Austrian television director (1904–1994)

Rudolph Cartier (born Rudolph Kacser, renamed himself in Germany to Rudolph Katscher; 17 April 1904 – 7 June 1994) was an Austrian television director, filmmaker, screenwriter and producer who worked predominantly in British television, exclusively for the BBC. He is best known for his 1950s collaborations with screenwriter Nigel Kneale, most notably the Quatermass serials and their 1954 adaptation of George Orwell's dystopian novel Nineteen Eighty-Four.

After studying architecture and then drama, Cartier began his career as a screenwriter and then film director in Berlin, working for UFA Studios. After a brief spell in the United States he moved to the United Kingdom in 1935. Initially failing to gain a foothold in the British film industry, he did some scripting work for BBC Television in 1939 before the service was suspended at the outbreak of the Second World War. After the war, he occasionally worked for British films before he was again hired by the BBC in 1952. He soon became one of the public service broadcaster's leading directors and went on to produce and direct more than 120 productions in the next 24 years, ending his television career with the play Loyalties in 1976.

Active in both dramatic programming and opera, Cartier won the equivalent of a BAFTA in 1957 for his work in the former, and one of his operatic productions was given an award at the 1962 Salzburg Festival.
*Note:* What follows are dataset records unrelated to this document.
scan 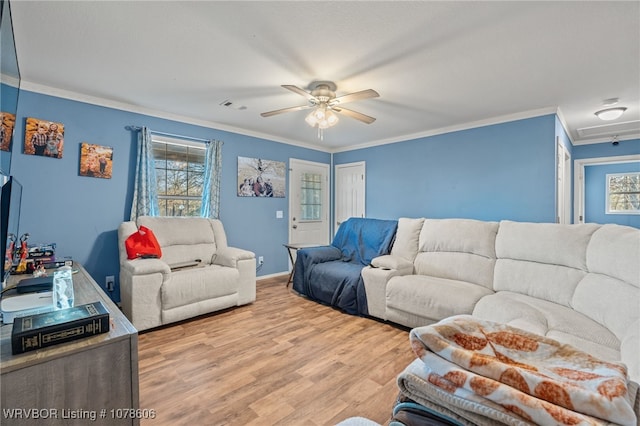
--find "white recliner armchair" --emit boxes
[118,216,256,331]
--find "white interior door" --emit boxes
[335,161,366,231]
[289,158,330,245]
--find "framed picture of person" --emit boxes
[0,112,16,151]
[80,142,113,179]
[238,157,287,198]
[24,117,64,158]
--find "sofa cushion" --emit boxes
[493,259,587,306]
[414,219,498,288]
[138,216,217,265]
[496,220,600,270]
[391,217,424,262]
[493,221,600,306]
[472,291,620,361]
[587,224,640,288]
[161,265,240,310]
[571,274,640,346]
[387,275,493,321]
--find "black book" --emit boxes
[11,302,109,355]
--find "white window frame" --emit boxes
[151,134,206,216]
[605,172,640,214]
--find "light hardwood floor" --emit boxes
[139,275,415,426]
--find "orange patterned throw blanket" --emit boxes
[410,315,636,426]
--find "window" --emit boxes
[153,136,205,216]
[300,173,322,221]
[607,172,640,214]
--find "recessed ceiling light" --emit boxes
[595,107,627,121]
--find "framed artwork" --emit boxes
[80,142,113,179]
[0,112,16,151]
[24,117,64,158]
[238,157,287,198]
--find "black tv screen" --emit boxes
[0,176,22,283]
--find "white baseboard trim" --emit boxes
[256,271,289,281]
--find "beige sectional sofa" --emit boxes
[118,216,256,331]
[362,218,640,382]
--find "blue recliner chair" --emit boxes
[293,218,398,315]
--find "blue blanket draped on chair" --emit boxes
[293,218,398,315]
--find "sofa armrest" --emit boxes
[212,247,256,269]
[371,254,413,275]
[120,259,171,276]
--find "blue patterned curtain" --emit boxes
[200,141,222,219]
[131,127,160,220]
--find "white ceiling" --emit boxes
[11,0,640,151]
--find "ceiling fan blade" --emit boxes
[331,107,376,124]
[282,84,318,102]
[260,105,313,117]
[329,89,380,105]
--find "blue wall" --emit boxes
[584,162,640,228]
[11,90,330,300]
[0,83,20,175]
[334,115,556,222]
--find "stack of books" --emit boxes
[11,301,110,355]
[13,243,73,274]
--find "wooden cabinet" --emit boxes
[0,263,139,425]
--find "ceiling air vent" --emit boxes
[578,120,640,139]
[220,99,247,111]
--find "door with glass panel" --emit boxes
[289,159,330,245]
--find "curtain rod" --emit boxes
[125,126,215,143]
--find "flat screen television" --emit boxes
[0,176,22,288]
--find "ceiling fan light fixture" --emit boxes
[326,110,340,127]
[595,107,627,121]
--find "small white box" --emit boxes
[0,291,53,324]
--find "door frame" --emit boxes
[556,141,571,224]
[331,161,367,234]
[287,158,332,243]
[573,154,640,223]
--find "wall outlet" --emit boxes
[104,275,116,291]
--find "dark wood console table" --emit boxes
[0,263,140,425]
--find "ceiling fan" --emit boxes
[260,81,380,136]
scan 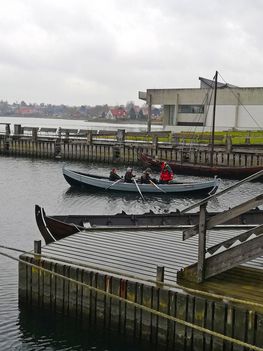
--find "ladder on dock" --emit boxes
[178,171,263,283]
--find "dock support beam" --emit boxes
[197,203,207,283]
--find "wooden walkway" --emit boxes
[39,229,263,311]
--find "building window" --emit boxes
[178,105,204,113]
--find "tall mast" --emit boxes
[210,71,218,167]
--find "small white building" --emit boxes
[139,77,263,131]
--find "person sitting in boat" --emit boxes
[124,167,135,183]
[141,168,157,184]
[109,168,121,182]
[159,162,174,184]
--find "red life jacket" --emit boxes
[160,169,173,182]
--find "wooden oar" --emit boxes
[105,178,122,190]
[150,179,166,194]
[133,179,144,201]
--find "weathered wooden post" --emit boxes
[116,129,125,143]
[197,202,207,283]
[156,266,164,284]
[86,130,92,145]
[34,240,41,260]
[147,94,152,133]
[152,135,158,156]
[5,123,11,137]
[32,128,38,141]
[14,124,23,136]
[226,135,232,153]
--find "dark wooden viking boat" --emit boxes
[35,205,263,244]
[63,168,220,196]
[139,153,263,179]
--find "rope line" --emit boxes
[0,245,263,308]
[218,73,263,130]
[0,252,263,351]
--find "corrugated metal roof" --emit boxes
[42,229,263,283]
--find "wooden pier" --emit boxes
[0,124,263,167]
[19,229,263,351]
[19,179,263,351]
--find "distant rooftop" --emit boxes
[199,77,238,89]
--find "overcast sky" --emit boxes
[0,0,263,105]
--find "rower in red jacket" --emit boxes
[160,162,174,184]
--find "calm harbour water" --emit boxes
[0,117,263,351]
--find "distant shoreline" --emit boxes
[0,115,163,126]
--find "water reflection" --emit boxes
[18,305,160,351]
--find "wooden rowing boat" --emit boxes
[63,168,220,195]
[139,153,263,179]
[35,205,263,244]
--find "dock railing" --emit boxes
[179,170,263,283]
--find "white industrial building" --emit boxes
[139,77,263,131]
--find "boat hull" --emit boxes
[63,169,219,195]
[35,205,263,244]
[139,154,263,180]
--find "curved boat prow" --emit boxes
[208,176,221,196]
[35,205,82,244]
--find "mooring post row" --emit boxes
[19,255,263,351]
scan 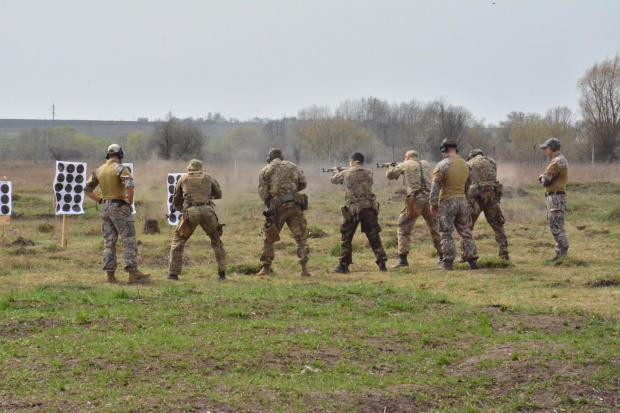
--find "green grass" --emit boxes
[0,169,620,412]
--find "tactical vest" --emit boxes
[439,156,469,199]
[95,159,126,200]
[181,171,212,207]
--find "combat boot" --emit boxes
[127,270,151,284]
[439,260,454,271]
[107,271,118,284]
[390,254,409,269]
[258,264,273,276]
[299,262,312,277]
[334,263,349,274]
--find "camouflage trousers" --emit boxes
[396,193,441,255]
[168,205,226,275]
[260,202,310,266]
[437,197,478,262]
[469,192,509,259]
[545,194,568,257]
[340,207,387,265]
[101,203,138,272]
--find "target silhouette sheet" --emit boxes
[54,161,86,215]
[166,173,185,225]
[0,181,13,215]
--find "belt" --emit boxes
[101,199,127,205]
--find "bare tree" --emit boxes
[578,55,620,162]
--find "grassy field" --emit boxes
[0,162,620,412]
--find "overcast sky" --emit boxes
[0,0,620,122]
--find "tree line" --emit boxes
[0,55,620,163]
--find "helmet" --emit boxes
[187,159,202,172]
[439,139,457,153]
[267,148,282,163]
[467,148,484,161]
[538,138,562,151]
[105,143,125,159]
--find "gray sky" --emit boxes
[0,0,620,122]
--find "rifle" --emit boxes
[322,166,347,173]
[377,162,398,168]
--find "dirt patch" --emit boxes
[10,237,35,247]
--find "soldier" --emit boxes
[467,149,510,261]
[538,138,568,261]
[84,144,150,284]
[331,152,387,274]
[168,159,226,281]
[386,150,443,268]
[430,139,478,270]
[258,148,311,277]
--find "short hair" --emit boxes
[351,152,364,163]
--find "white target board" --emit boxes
[123,162,136,214]
[54,161,86,215]
[166,173,185,225]
[0,181,13,216]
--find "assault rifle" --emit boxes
[322,166,347,173]
[377,162,398,168]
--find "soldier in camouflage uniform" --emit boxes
[258,148,311,277]
[430,140,478,270]
[538,138,568,261]
[386,150,443,268]
[331,153,387,273]
[168,159,226,281]
[84,144,149,284]
[467,149,510,261]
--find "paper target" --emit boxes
[0,181,13,215]
[54,161,86,215]
[166,173,185,225]
[123,162,136,214]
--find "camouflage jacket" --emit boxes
[385,159,431,195]
[258,159,307,205]
[430,155,469,206]
[331,162,379,214]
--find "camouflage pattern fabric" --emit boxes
[396,192,441,255]
[545,194,569,257]
[101,203,138,272]
[331,162,379,215]
[260,202,310,266]
[467,155,509,259]
[168,205,226,275]
[437,198,478,262]
[340,206,387,265]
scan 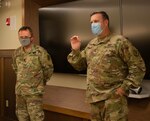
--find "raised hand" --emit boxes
[70,35,81,50]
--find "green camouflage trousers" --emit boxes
[16,95,44,121]
[91,94,128,121]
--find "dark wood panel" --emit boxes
[4,57,16,119]
[23,0,40,44]
[44,110,90,121]
[33,0,77,7]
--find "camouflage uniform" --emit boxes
[68,34,145,121]
[13,45,53,121]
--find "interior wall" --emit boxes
[0,0,24,49]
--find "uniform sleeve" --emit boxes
[41,50,54,84]
[119,38,146,90]
[67,50,87,71]
[12,52,17,73]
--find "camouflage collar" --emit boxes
[96,33,113,44]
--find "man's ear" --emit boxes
[104,19,108,26]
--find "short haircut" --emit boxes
[90,11,109,22]
[18,26,33,37]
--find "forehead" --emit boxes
[18,30,31,36]
[91,13,103,21]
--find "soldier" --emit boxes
[67,11,145,121]
[12,26,53,121]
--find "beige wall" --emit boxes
[0,0,23,49]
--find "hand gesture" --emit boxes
[70,35,81,50]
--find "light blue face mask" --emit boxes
[91,22,103,35]
[19,38,30,47]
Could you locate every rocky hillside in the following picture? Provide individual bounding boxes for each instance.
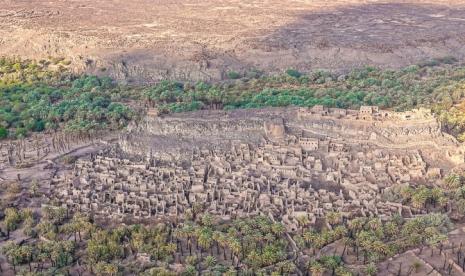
[0,0,465,83]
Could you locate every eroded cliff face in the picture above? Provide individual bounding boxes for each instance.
[0,0,465,83]
[120,107,464,167]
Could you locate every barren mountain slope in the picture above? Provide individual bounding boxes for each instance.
[0,0,465,82]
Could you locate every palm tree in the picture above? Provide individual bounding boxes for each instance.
[325,212,342,226]
[308,261,326,276]
[296,216,310,234]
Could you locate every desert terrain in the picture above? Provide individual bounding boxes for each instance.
[0,0,465,83]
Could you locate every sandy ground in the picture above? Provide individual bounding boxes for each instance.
[0,0,465,82]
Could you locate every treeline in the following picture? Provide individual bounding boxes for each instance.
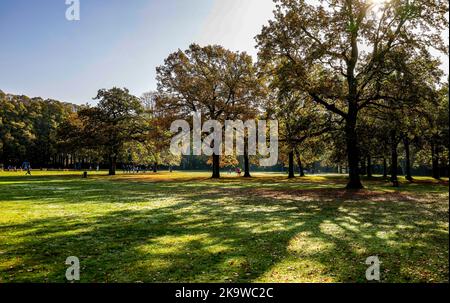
[0,0,449,189]
[0,88,180,174]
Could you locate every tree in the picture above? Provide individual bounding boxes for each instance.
[257,0,448,189]
[157,44,255,178]
[79,87,148,175]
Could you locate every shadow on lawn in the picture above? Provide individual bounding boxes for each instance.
[0,177,448,282]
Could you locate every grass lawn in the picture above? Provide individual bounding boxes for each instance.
[0,172,449,283]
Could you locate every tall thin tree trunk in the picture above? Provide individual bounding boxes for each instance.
[109,155,117,176]
[288,151,295,179]
[361,158,367,176]
[244,140,252,178]
[431,143,441,180]
[345,114,364,189]
[383,157,388,179]
[296,151,305,178]
[403,137,413,181]
[391,138,400,187]
[367,155,373,178]
[212,154,220,179]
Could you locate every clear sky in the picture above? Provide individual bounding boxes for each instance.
[0,0,448,104]
[0,0,274,104]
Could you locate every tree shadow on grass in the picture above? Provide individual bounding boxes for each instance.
[0,177,448,282]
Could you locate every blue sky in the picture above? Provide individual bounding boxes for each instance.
[0,0,448,104]
[0,0,273,104]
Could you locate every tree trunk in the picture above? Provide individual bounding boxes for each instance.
[244,140,252,178]
[297,152,305,178]
[345,114,364,189]
[367,155,373,178]
[431,143,441,180]
[212,154,220,179]
[391,139,400,187]
[403,138,413,182]
[288,151,295,179]
[360,158,367,176]
[383,157,387,179]
[109,154,117,176]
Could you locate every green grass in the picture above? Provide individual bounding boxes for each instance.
[0,172,449,283]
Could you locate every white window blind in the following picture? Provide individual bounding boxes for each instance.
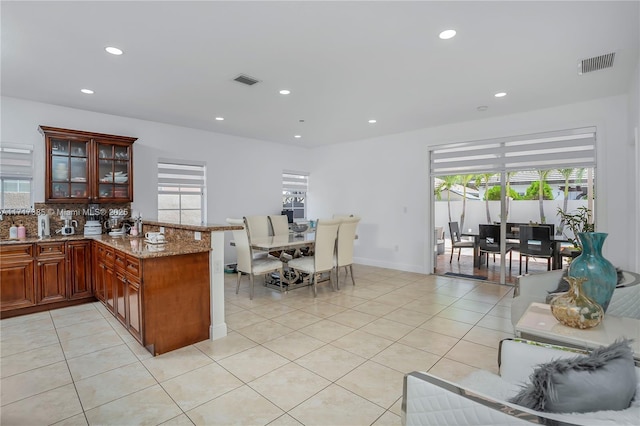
[282,170,309,219]
[158,159,206,225]
[0,143,33,209]
[0,143,33,179]
[282,171,309,193]
[430,127,596,176]
[158,160,205,188]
The British Film Institute's "Screenonline" website describes him as "a true pioneer of television", while the critic Peter Black once wrote that: "Nobody was within a mile of Rudolph Cartier in the trick of making a picture on a TV screen seem as wide and as deep as CinemaScope."

==Early life and career==
Born in Vienna, Austria-Hungary (now Austria), Cartier initially studied to become an architect, before changing career paths and enrolling to study drama at the Vienna Academy of Music and Dramatic Art. There, he was taught by Max Reinhardt, who proved a major influence on Cartier. Reinhardt thought of a script as being similar to a musical score, which should be interpreted by a director in the same way as a musician interpreting a piece of music—an approach with which Cartier agreed.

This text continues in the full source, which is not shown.